In 1908 Miers was appointed principal of the University of London, the first of a long series of administrative and committee posts that occupied most of his time and energy for the remainder of his life. Although his next appointment, as vice-chancellor of the University of Manchester (1915), also created a special chair of crystallography, he did not publish further scientific work. That his teaching there was influential is amply shown by one student, H. E. Buckley, who later became head of the crystallography department at Manchester and who included much from Miers in his book Crystal Growth.3 Published in 1951, just as F. C. Frank’s revolutionary theory of crystal growth by dislocations had appeared, it was the most important inspiration and source of information on earlier work for the new school of crystal growth in the 1950’s.4

Miers was elected to the Royal Society in 1896 and knighted in 1912. He received half a dozen honorary degrees, the Wollaston Medal of the Geological Soeiety of London, and numerous other honors.

NOTES

1. J. D. Dana, System of Mineralogy, 6th ed. by E. S. Dana (New York, 1892); E. S. Dana, Textbook of Mineralogy (New York, 1877). On crystal optics see Miers, Mineralogy, pp. 118–165; and Lazarus Fletcher, The Optical Indicatrix and the Transmission of Light in Crystals (London, 1892).

2.Mineralogy, pp. 283–287; Miers, “Some Recent Advances in the Theory of Crystal Structures,” in Nature, 39 (1889) 277–283; “Homogeneity of Structure the Source of Crystal Symmetry,” ibid., 51 (1894), 79–142; “The Arrangement of Molecules in a Crystal,” in Science Progress, 1 (1894), 483–500; “The Arrangement of the Atoms in a Crystal,” ibid., 3 (1895), 129–142; William Barlow, H. A. Miers, and G. F. Smith, “Report of Committee on the Structure of Crystals. Part I. Report on the Development of the Geometrical Theories of Crystal Structure,” in Report of the British Association for the Advancement of Science (1901), 297–337.

3. H. E. Buckley, Crystal Growth (New York, 1951).
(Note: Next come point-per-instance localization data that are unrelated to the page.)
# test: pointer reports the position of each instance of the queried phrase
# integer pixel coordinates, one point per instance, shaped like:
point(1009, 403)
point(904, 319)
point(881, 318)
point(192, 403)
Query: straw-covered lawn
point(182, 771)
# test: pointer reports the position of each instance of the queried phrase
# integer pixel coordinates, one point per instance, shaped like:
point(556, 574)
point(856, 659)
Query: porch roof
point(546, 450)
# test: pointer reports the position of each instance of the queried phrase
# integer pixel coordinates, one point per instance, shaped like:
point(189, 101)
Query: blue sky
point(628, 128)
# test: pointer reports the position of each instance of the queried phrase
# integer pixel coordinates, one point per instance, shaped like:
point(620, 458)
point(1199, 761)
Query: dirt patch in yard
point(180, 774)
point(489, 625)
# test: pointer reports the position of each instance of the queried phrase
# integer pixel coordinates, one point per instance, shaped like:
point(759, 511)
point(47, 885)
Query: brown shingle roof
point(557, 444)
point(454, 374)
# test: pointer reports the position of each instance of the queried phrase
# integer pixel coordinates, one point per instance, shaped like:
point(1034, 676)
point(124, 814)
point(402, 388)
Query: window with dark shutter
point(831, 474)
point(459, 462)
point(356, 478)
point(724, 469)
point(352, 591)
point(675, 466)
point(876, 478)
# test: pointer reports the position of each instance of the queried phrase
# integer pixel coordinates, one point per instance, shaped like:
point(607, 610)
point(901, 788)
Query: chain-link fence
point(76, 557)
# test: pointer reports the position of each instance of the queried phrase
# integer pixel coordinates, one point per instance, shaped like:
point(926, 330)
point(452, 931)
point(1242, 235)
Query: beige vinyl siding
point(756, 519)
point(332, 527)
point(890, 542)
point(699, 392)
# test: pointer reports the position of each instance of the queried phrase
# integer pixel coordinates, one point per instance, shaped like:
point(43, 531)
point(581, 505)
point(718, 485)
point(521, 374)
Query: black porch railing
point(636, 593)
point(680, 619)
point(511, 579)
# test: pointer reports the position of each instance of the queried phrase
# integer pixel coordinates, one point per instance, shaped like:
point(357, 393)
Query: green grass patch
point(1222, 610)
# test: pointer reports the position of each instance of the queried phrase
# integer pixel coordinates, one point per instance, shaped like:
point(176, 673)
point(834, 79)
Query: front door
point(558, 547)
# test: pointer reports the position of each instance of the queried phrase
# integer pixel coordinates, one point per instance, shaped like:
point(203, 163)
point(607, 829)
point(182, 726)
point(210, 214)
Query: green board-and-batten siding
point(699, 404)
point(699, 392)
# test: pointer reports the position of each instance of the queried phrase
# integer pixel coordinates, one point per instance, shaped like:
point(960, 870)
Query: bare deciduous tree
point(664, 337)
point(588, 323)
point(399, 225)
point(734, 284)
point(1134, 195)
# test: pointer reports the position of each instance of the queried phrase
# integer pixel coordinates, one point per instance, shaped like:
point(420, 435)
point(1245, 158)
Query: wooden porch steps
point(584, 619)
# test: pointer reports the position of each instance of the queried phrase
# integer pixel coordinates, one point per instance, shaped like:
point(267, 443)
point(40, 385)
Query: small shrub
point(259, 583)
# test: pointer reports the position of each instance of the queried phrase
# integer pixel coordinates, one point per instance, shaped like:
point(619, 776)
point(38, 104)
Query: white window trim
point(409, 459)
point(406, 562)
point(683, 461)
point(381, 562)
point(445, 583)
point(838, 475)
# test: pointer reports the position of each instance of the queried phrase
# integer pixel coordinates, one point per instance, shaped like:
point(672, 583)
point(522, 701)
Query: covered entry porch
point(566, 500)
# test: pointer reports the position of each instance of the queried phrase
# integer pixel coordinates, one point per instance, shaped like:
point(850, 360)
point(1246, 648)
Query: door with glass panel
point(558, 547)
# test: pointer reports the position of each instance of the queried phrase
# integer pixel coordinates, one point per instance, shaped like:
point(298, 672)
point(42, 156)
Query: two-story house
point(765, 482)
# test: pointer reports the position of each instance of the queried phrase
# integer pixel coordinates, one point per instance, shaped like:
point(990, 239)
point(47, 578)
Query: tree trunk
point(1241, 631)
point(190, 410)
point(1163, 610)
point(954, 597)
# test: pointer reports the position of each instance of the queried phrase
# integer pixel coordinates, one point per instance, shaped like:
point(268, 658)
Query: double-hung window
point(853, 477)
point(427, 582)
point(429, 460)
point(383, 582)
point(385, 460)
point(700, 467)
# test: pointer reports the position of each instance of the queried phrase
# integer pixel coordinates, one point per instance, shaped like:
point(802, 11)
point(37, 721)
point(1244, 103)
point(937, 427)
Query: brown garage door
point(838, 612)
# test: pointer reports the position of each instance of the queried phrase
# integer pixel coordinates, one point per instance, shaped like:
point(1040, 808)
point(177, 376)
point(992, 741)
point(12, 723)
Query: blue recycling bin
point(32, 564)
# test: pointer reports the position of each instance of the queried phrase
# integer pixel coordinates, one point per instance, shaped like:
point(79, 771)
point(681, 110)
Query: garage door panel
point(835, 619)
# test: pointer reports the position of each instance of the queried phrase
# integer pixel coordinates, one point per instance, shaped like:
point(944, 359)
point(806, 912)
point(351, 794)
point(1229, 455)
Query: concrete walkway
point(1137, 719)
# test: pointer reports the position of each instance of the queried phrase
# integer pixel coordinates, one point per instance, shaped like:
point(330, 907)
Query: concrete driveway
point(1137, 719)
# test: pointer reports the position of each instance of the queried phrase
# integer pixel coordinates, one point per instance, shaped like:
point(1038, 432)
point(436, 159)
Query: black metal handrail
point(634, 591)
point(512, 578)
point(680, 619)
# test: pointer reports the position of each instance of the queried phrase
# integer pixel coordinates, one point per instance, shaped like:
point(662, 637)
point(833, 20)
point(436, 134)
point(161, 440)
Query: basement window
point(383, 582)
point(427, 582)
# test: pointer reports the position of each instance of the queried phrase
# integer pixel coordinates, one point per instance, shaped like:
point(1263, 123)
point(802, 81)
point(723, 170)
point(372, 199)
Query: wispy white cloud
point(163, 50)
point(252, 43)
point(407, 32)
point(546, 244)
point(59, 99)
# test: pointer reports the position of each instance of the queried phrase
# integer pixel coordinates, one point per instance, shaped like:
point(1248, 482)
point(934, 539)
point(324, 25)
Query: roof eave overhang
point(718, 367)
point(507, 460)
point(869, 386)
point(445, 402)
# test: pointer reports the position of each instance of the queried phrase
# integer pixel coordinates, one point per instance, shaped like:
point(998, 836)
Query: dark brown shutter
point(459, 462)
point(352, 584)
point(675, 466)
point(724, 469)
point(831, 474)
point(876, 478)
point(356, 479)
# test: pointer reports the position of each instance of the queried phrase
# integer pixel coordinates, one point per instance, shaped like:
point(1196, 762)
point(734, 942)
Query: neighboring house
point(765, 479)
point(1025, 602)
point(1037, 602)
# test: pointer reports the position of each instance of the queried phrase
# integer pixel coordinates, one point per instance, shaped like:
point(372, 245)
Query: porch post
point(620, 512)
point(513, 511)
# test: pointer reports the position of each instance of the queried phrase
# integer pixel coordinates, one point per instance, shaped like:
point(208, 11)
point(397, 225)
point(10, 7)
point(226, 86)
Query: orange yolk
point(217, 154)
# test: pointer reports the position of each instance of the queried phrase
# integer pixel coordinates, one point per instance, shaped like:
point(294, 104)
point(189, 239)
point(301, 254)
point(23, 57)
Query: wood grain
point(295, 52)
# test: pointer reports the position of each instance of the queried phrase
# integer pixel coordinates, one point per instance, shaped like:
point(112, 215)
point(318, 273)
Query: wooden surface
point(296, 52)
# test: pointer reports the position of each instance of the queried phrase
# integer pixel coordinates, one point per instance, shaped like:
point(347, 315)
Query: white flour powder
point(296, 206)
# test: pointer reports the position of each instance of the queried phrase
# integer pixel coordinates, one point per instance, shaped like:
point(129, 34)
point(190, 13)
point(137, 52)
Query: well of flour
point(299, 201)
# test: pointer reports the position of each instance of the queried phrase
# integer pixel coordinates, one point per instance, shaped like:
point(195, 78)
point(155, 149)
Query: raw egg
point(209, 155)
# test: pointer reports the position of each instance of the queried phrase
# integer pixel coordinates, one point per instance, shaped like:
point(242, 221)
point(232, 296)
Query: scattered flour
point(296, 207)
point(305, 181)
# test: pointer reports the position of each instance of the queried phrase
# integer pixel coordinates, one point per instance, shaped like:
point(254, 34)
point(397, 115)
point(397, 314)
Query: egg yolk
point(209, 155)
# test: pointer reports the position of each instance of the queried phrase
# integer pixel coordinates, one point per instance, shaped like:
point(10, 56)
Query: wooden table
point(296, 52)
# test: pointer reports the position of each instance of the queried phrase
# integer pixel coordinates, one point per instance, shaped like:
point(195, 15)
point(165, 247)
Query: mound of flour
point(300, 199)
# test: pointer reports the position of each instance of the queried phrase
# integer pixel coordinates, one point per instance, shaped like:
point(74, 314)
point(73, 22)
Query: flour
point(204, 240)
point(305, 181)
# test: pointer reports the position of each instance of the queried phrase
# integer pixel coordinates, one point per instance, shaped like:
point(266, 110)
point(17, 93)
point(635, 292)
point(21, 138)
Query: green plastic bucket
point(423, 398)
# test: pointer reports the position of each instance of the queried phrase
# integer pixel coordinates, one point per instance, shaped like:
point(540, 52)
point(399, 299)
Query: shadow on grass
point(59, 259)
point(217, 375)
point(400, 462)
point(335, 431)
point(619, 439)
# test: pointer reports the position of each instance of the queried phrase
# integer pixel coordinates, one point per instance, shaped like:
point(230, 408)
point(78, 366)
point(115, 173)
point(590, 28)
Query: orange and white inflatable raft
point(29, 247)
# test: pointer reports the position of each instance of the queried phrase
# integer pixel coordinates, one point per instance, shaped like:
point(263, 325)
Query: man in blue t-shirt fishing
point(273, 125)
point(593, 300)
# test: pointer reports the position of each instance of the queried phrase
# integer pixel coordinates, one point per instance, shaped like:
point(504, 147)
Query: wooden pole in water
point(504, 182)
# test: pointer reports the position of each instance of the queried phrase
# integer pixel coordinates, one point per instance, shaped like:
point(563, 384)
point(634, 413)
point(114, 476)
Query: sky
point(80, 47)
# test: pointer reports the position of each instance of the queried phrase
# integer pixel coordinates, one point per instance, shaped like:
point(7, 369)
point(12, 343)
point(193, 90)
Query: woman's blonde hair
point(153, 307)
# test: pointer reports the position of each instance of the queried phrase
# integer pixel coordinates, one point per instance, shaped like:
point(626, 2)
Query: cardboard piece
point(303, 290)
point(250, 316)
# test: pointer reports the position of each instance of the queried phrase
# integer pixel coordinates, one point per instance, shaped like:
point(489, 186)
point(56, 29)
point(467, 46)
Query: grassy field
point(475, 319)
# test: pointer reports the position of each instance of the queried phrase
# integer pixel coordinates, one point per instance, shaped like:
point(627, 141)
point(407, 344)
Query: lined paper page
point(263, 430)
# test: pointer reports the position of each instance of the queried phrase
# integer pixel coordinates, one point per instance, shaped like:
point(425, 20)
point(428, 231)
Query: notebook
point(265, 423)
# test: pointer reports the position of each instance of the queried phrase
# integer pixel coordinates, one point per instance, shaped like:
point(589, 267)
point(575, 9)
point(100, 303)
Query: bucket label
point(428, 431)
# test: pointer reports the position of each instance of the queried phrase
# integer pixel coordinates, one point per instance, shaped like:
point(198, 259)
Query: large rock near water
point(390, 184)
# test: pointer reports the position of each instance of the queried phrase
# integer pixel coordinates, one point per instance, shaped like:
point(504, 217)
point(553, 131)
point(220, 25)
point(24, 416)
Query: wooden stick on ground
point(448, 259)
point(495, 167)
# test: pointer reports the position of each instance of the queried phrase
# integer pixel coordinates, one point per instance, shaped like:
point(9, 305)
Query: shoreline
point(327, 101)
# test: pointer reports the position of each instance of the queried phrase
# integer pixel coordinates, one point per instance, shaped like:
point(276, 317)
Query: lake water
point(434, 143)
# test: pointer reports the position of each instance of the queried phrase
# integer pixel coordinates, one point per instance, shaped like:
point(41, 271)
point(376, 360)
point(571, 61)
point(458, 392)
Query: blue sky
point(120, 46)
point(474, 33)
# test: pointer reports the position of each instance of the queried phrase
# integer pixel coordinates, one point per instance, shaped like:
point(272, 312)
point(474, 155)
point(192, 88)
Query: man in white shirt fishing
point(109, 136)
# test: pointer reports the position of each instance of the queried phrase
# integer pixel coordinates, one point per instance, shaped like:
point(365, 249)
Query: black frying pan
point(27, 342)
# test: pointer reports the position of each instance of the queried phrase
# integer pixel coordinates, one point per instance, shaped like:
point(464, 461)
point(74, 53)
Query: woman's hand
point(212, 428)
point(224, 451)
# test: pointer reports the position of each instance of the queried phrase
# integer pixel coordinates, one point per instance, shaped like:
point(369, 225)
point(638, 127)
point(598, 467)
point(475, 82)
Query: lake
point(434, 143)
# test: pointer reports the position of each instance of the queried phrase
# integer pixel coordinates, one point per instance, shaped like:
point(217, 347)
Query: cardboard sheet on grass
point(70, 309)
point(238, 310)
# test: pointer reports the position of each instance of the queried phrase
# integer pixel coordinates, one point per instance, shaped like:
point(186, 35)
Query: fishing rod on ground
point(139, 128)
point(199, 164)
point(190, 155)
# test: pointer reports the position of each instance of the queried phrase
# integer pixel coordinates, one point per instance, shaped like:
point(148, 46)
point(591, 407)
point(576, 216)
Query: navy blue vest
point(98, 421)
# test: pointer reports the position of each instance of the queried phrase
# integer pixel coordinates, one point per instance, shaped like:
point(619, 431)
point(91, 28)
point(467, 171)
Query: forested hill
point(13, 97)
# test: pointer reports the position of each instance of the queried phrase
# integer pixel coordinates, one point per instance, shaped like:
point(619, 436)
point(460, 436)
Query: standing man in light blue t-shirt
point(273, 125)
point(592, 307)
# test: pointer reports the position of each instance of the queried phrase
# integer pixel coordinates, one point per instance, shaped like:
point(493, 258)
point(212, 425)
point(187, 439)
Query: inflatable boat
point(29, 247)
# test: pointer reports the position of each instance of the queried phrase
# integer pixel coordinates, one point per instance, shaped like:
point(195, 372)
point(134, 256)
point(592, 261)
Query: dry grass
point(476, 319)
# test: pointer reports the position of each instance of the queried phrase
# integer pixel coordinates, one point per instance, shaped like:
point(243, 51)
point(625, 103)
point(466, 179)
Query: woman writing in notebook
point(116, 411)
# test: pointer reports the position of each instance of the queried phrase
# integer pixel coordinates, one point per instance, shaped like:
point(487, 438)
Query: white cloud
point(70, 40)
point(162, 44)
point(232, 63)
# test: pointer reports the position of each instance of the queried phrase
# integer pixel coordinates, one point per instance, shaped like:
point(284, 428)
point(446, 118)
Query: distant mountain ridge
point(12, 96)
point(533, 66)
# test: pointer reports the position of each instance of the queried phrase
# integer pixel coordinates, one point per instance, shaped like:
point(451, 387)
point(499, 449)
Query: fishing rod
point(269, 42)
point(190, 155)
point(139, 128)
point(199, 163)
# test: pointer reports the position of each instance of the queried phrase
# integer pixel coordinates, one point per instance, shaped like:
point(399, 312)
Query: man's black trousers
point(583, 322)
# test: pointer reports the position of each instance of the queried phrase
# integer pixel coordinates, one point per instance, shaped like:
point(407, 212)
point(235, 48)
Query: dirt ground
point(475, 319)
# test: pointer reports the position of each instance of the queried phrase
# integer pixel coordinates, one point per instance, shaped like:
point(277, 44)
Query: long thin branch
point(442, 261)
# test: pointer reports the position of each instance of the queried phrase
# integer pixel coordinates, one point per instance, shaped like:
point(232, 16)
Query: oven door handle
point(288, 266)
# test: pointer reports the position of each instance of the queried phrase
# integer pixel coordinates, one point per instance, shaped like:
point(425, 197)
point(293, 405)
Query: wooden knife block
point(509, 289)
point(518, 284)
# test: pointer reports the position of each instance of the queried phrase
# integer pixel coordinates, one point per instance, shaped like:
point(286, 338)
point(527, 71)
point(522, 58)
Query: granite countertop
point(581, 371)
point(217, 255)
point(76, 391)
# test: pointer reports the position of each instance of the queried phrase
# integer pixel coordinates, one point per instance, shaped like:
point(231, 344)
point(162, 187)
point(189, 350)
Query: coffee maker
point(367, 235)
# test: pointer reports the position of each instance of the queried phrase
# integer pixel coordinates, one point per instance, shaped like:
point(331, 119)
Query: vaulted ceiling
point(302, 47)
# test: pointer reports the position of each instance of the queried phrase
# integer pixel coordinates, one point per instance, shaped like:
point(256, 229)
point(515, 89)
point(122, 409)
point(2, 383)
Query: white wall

4. F. C. Franck, Discussions of the Faraday Society, 5 (1948), 48–54.

BIBLIOGRAPHY

I. Original Works. A complete bibliographs is provided by L. J. Spencer in Mineralogical Magazine, 27 (1944), 23–28, including works on descriptive mineralogy and crystallography and on the growth of crystals; Miers’s extensive reports on museums, libraries, and education; and the known MSS. In addition to his textbook, Mineralogy, an Introduction to the Scientific Study of Minerals (London, 1902; 2nd ed., revised by H. L. Bowman, 1929), the most important publications are perhaps “Contributions to the Study of Pyrargyrite and Proustite,” in Mineralogieal Magazine, 8 (1888), 27–102; “Xanthoconite and Ritteringite, With Remarks on the Red Silvers,” ibid., 10 (1893), 185–216; “An Enquiry Into the Variation of Angles Observed in Crystals; Especially of Potassium-Alum and Ammonium-Alum,” in Philosophical Transactions of the Royal Society, 202A (1903), 459–523; and “The Refractive Indices of Crystallising Solutions With Especial Reference to the Passage From the Metastable to the Labile Condition,” in Journal of the Chemical Society, 89 (1906), 413–454, written with F. Isaac.

II. Secondary Literature. A number of memorials were published, the most important being those of L. J. Spencer, in Mineralogical Magazine, 27 (1944), 17–23, with photograph; H. T. Tizard, in Dictionary of National Biography, 1941–1950 (London, 1959), 588–590; and Sir Thomas Holland, in Obituary Notices of Fellows of the Royal Society of London, 12 (1943).